120 GFLOPS in Matrix-Matrix Multiply using DirectX 9.0

January 31, 2007

Vasily Volkov
UC Berkeley


This is an implementation of matrix-matrix multiply for the GPU that follows the ideas outlined in the ATI CTM publications [1] but is implemented in DirectX 9.0. (CTM was previously known as DPVM.) In particular, it uses 4x4 blocking to reduce the bandwidth requirements and fetch-4 for the higher bandwidth cache access. The achieved performance is similar to that achieved using the CTM.

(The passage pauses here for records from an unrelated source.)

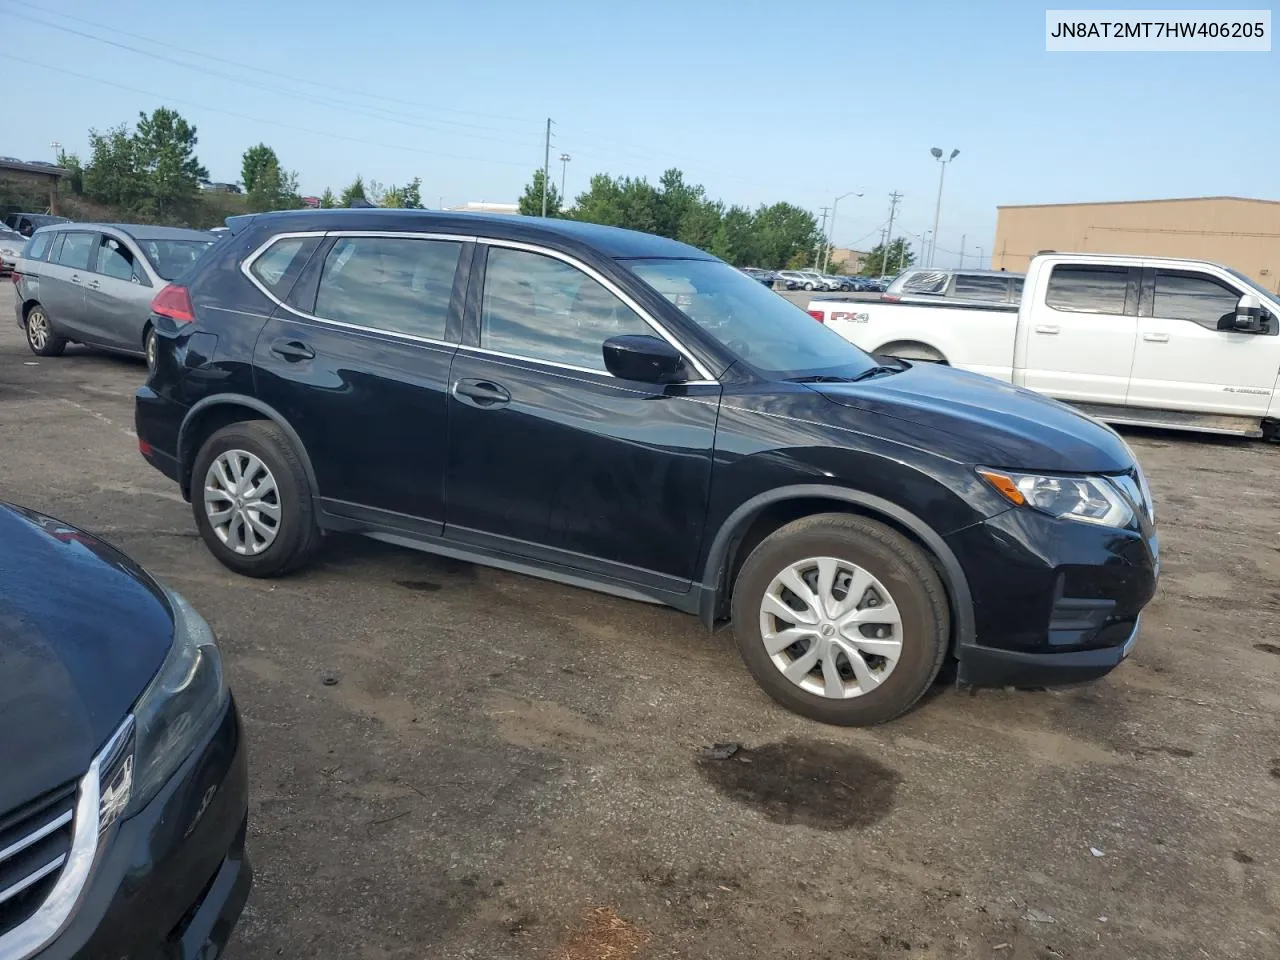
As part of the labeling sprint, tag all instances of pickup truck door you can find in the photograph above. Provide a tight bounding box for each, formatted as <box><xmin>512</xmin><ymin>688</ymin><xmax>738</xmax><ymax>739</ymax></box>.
<box><xmin>1019</xmin><ymin>263</ymin><xmax>1138</xmax><ymax>404</ymax></box>
<box><xmin>1128</xmin><ymin>266</ymin><xmax>1278</xmax><ymax>416</ymax></box>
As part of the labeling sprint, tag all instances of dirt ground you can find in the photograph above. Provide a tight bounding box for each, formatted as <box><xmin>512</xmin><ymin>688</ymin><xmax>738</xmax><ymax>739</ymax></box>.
<box><xmin>1</xmin><ymin>284</ymin><xmax>1277</xmax><ymax>959</ymax></box>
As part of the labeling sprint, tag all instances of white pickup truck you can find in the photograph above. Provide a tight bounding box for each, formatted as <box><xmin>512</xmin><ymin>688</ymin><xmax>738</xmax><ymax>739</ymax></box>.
<box><xmin>807</xmin><ymin>252</ymin><xmax>1280</xmax><ymax>439</ymax></box>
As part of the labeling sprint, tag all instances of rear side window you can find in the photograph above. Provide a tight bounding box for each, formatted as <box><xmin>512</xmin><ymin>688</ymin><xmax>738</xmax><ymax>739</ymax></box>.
<box><xmin>54</xmin><ymin>232</ymin><xmax>96</xmax><ymax>270</ymax></box>
<box><xmin>25</xmin><ymin>231</ymin><xmax>52</xmax><ymax>261</ymax></box>
<box><xmin>314</xmin><ymin>236</ymin><xmax>461</xmax><ymax>340</ymax></box>
<box><xmin>951</xmin><ymin>274</ymin><xmax>1009</xmax><ymax>301</ymax></box>
<box><xmin>901</xmin><ymin>270</ymin><xmax>949</xmax><ymax>294</ymax></box>
<box><xmin>1045</xmin><ymin>265</ymin><xmax>1130</xmax><ymax>315</ymax></box>
<box><xmin>1152</xmin><ymin>271</ymin><xmax>1240</xmax><ymax>330</ymax></box>
<box><xmin>248</xmin><ymin>236</ymin><xmax>321</xmax><ymax>301</ymax></box>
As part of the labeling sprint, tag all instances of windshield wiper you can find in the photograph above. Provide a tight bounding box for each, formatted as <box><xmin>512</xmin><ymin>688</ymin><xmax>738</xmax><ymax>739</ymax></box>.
<box><xmin>849</xmin><ymin>365</ymin><xmax>898</xmax><ymax>381</ymax></box>
<box><xmin>786</xmin><ymin>374</ymin><xmax>854</xmax><ymax>383</ymax></box>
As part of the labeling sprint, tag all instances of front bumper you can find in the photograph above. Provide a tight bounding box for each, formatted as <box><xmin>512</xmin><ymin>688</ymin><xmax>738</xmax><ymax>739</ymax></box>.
<box><xmin>946</xmin><ymin>506</ymin><xmax>1158</xmax><ymax>688</ymax></box>
<box><xmin>35</xmin><ymin>696</ymin><xmax>251</xmax><ymax>960</ymax></box>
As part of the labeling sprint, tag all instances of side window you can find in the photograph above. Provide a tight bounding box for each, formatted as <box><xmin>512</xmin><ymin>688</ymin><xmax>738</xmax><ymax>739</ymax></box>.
<box><xmin>25</xmin><ymin>232</ymin><xmax>52</xmax><ymax>261</ymax></box>
<box><xmin>54</xmin><ymin>232</ymin><xmax>95</xmax><ymax>270</ymax></box>
<box><xmin>249</xmin><ymin>236</ymin><xmax>321</xmax><ymax>302</ymax></box>
<box><xmin>314</xmin><ymin>236</ymin><xmax>461</xmax><ymax>339</ymax></box>
<box><xmin>480</xmin><ymin>246</ymin><xmax>653</xmax><ymax>372</ymax></box>
<box><xmin>951</xmin><ymin>274</ymin><xmax>1009</xmax><ymax>301</ymax></box>
<box><xmin>1045</xmin><ymin>265</ymin><xmax>1130</xmax><ymax>315</ymax></box>
<box><xmin>95</xmin><ymin>236</ymin><xmax>137</xmax><ymax>281</ymax></box>
<box><xmin>1152</xmin><ymin>271</ymin><xmax>1240</xmax><ymax>330</ymax></box>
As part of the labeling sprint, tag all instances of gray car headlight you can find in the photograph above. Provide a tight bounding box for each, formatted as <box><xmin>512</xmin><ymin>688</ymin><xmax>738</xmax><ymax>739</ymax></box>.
<box><xmin>978</xmin><ymin>468</ymin><xmax>1134</xmax><ymax>528</ymax></box>
<box><xmin>123</xmin><ymin>587</ymin><xmax>227</xmax><ymax>815</ymax></box>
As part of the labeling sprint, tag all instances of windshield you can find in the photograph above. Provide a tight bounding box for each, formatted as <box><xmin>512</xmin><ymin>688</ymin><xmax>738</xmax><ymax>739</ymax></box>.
<box><xmin>138</xmin><ymin>238</ymin><xmax>213</xmax><ymax>280</ymax></box>
<box><xmin>1226</xmin><ymin>267</ymin><xmax>1280</xmax><ymax>307</ymax></box>
<box><xmin>627</xmin><ymin>258</ymin><xmax>878</xmax><ymax>379</ymax></box>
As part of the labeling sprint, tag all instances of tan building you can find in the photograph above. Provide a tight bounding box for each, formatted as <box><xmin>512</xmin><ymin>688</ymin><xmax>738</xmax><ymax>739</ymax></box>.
<box><xmin>829</xmin><ymin>247</ymin><xmax>869</xmax><ymax>273</ymax></box>
<box><xmin>993</xmin><ymin>196</ymin><xmax>1280</xmax><ymax>293</ymax></box>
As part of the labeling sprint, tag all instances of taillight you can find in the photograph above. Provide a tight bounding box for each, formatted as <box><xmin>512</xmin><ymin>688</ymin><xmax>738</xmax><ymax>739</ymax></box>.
<box><xmin>806</xmin><ymin>310</ymin><xmax>825</xmax><ymax>323</ymax></box>
<box><xmin>151</xmin><ymin>284</ymin><xmax>195</xmax><ymax>323</ymax></box>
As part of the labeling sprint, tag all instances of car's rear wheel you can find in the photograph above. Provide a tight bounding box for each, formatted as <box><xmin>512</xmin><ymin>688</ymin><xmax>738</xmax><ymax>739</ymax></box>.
<box><xmin>25</xmin><ymin>305</ymin><xmax>66</xmax><ymax>357</ymax></box>
<box><xmin>191</xmin><ymin>420</ymin><xmax>321</xmax><ymax>577</ymax></box>
<box><xmin>144</xmin><ymin>325</ymin><xmax>158</xmax><ymax>373</ymax></box>
<box><xmin>731</xmin><ymin>513</ymin><xmax>950</xmax><ymax>726</ymax></box>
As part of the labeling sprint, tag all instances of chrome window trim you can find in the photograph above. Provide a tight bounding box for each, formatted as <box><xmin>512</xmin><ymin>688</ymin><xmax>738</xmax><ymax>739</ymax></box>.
<box><xmin>240</xmin><ymin>231</ymin><xmax>469</xmax><ymax>347</ymax></box>
<box><xmin>478</xmin><ymin>238</ymin><xmax>715</xmax><ymax>382</ymax></box>
<box><xmin>454</xmin><ymin>343</ymin><xmax>718</xmax><ymax>388</ymax></box>
<box><xmin>0</xmin><ymin>716</ymin><xmax>133</xmax><ymax>960</ymax></box>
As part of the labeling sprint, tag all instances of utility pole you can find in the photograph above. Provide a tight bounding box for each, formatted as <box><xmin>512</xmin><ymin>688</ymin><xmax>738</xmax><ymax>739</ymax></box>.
<box><xmin>815</xmin><ymin>207</ymin><xmax>830</xmax><ymax>269</ymax></box>
<box><xmin>976</xmin><ymin>245</ymin><xmax>984</xmax><ymax>269</ymax></box>
<box><xmin>559</xmin><ymin>153</ymin><xmax>571</xmax><ymax>199</ymax></box>
<box><xmin>884</xmin><ymin>191</ymin><xmax>902</xmax><ymax>275</ymax></box>
<box><xmin>959</xmin><ymin>233</ymin><xmax>966</xmax><ymax>268</ymax></box>
<box><xmin>541</xmin><ymin>118</ymin><xmax>552</xmax><ymax>217</ymax></box>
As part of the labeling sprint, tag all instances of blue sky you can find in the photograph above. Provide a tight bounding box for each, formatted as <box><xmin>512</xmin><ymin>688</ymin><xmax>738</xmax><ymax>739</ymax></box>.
<box><xmin>6</xmin><ymin>0</ymin><xmax>1277</xmax><ymax>265</ymax></box>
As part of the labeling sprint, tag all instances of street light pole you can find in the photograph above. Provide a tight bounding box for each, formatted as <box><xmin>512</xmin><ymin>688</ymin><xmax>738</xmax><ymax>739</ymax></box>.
<box><xmin>559</xmin><ymin>153</ymin><xmax>571</xmax><ymax>199</ymax></box>
<box><xmin>928</xmin><ymin>147</ymin><xmax>959</xmax><ymax>267</ymax></box>
<box><xmin>823</xmin><ymin>190</ymin><xmax>862</xmax><ymax>273</ymax></box>
<box><xmin>50</xmin><ymin>141</ymin><xmax>61</xmax><ymax>163</ymax></box>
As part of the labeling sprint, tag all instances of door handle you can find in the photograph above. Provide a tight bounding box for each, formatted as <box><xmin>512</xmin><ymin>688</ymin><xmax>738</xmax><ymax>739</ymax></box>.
<box><xmin>69</xmin><ymin>274</ymin><xmax>82</xmax><ymax>285</ymax></box>
<box><xmin>1142</xmin><ymin>332</ymin><xmax>1170</xmax><ymax>343</ymax></box>
<box><xmin>453</xmin><ymin>378</ymin><xmax>511</xmax><ymax>408</ymax></box>
<box><xmin>269</xmin><ymin>339</ymin><xmax>315</xmax><ymax>362</ymax></box>
<box><xmin>1034</xmin><ymin>324</ymin><xmax>1060</xmax><ymax>335</ymax></box>
<box><xmin>86</xmin><ymin>279</ymin><xmax>100</xmax><ymax>289</ymax></box>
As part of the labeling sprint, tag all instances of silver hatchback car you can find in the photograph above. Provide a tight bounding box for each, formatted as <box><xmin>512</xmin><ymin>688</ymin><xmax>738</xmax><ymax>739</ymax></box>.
<box><xmin>13</xmin><ymin>223</ymin><xmax>215</xmax><ymax>370</ymax></box>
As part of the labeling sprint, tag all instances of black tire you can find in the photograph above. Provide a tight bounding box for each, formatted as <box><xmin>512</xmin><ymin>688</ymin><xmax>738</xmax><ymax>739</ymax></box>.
<box><xmin>144</xmin><ymin>325</ymin><xmax>158</xmax><ymax>373</ymax></box>
<box><xmin>191</xmin><ymin>420</ymin><xmax>321</xmax><ymax>577</ymax></box>
<box><xmin>24</xmin><ymin>304</ymin><xmax>66</xmax><ymax>357</ymax></box>
<box><xmin>730</xmin><ymin>513</ymin><xmax>950</xmax><ymax>726</ymax></box>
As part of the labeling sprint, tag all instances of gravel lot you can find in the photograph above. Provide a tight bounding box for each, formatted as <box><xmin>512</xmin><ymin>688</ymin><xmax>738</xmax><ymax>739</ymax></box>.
<box><xmin>1</xmin><ymin>283</ymin><xmax>1278</xmax><ymax>959</ymax></box>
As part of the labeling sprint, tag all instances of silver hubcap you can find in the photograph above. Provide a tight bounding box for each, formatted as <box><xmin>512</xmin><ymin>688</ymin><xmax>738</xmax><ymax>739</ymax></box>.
<box><xmin>28</xmin><ymin>312</ymin><xmax>48</xmax><ymax>350</ymax></box>
<box><xmin>203</xmin><ymin>450</ymin><xmax>281</xmax><ymax>555</ymax></box>
<box><xmin>145</xmin><ymin>331</ymin><xmax>157</xmax><ymax>369</ymax></box>
<box><xmin>759</xmin><ymin>556</ymin><xmax>903</xmax><ymax>699</ymax></box>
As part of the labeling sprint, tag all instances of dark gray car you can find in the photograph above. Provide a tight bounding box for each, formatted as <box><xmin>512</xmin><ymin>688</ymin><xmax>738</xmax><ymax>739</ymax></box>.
<box><xmin>13</xmin><ymin>223</ymin><xmax>214</xmax><ymax>370</ymax></box>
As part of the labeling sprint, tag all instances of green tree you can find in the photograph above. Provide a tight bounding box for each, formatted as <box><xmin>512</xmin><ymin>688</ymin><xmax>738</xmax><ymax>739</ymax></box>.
<box><xmin>339</xmin><ymin>175</ymin><xmax>367</xmax><ymax>207</ymax></box>
<box><xmin>517</xmin><ymin>169</ymin><xmax>562</xmax><ymax>217</ymax></box>
<box><xmin>676</xmin><ymin>198</ymin><xmax>723</xmax><ymax>252</ymax></box>
<box><xmin>859</xmin><ymin>238</ymin><xmax>915</xmax><ymax>276</ymax></box>
<box><xmin>133</xmin><ymin>107</ymin><xmax>204</xmax><ymax>217</ymax></box>
<box><xmin>709</xmin><ymin>204</ymin><xmax>756</xmax><ymax>265</ymax></box>
<box><xmin>241</xmin><ymin>143</ymin><xmax>280</xmax><ymax>194</ymax></box>
<box><xmin>751</xmin><ymin>202</ymin><xmax>821</xmax><ymax>269</ymax></box>
<box><xmin>56</xmin><ymin>148</ymin><xmax>84</xmax><ymax>195</ymax></box>
<box><xmin>655</xmin><ymin>168</ymin><xmax>705</xmax><ymax>240</ymax></box>
<box><xmin>82</xmin><ymin>124</ymin><xmax>147</xmax><ymax>213</ymax></box>
<box><xmin>318</xmin><ymin>187</ymin><xmax>337</xmax><ymax>208</ymax></box>
<box><xmin>246</xmin><ymin>161</ymin><xmax>302</xmax><ymax>212</ymax></box>
<box><xmin>400</xmin><ymin>176</ymin><xmax>423</xmax><ymax>209</ymax></box>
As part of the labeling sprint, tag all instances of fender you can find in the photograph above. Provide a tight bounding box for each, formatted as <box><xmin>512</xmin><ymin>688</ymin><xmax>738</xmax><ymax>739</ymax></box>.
<box><xmin>697</xmin><ymin>483</ymin><xmax>976</xmax><ymax>649</ymax></box>
<box><xmin>177</xmin><ymin>394</ymin><xmax>320</xmax><ymax>500</ymax></box>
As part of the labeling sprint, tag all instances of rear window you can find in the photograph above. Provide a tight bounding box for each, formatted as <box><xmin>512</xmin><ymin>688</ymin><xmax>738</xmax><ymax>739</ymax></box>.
<box><xmin>24</xmin><ymin>231</ymin><xmax>52</xmax><ymax>261</ymax></box>
<box><xmin>899</xmin><ymin>270</ymin><xmax>949</xmax><ymax>294</ymax></box>
<box><xmin>248</xmin><ymin>236</ymin><xmax>322</xmax><ymax>301</ymax></box>
<box><xmin>55</xmin><ymin>232</ymin><xmax>96</xmax><ymax>270</ymax></box>
<box><xmin>951</xmin><ymin>274</ymin><xmax>1009</xmax><ymax>301</ymax></box>
<box><xmin>1045</xmin><ymin>265</ymin><xmax>1130</xmax><ymax>315</ymax></box>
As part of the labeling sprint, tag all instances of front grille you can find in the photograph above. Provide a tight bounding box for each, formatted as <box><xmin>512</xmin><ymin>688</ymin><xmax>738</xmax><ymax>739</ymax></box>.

The following package includes the source codes written in C++ using Windows API and DirectX 9.0 and the project files for Microsoft Visual C++ 6.0 and Microsoft Visual Studio 2005. The code was tested on ATI Radeon X1900 XT only.

Source code (2007-01-31)


The computation is performed in the GPU memory. If the matrices are not in the GPU memory, they are transferred there and back. The resulting performance for square matrices is presented in Figures 1, 2 and 3. The testing platform was a 2.8GHz Pentium 4 with an ATI Radeon X1900 XT.

Figure 1: Computational rates achieved.

Figure 2: Transfer bandwidths for uploading the matrices to the GPU memory and downloading the result.

Figure 3: Breakdown of the runtime when matrices are in main memory. Runtime has three stages: "uploading" the input matrices to the GPU memory, "computing" on the GPU, and "downloading" the result back to the main memory. The stages are timed individually, which causes a slight discrepancy between the total observed time and the sum of the individual stage times. This difference is about 1% for dimensions above 400, and peaks at 10% at ~300.


The Radeon X1900 driver tends to run the GPU at lower clock rates (known as "2D mode"). The ATITool utility was used to switch it back to the advertized values.


[1] Segal, M. and Peercy, M. 2006. A Performance-Oriented Data Parallel Virtual Machine for GPUs, SIGGRAPH 2006 Sketch.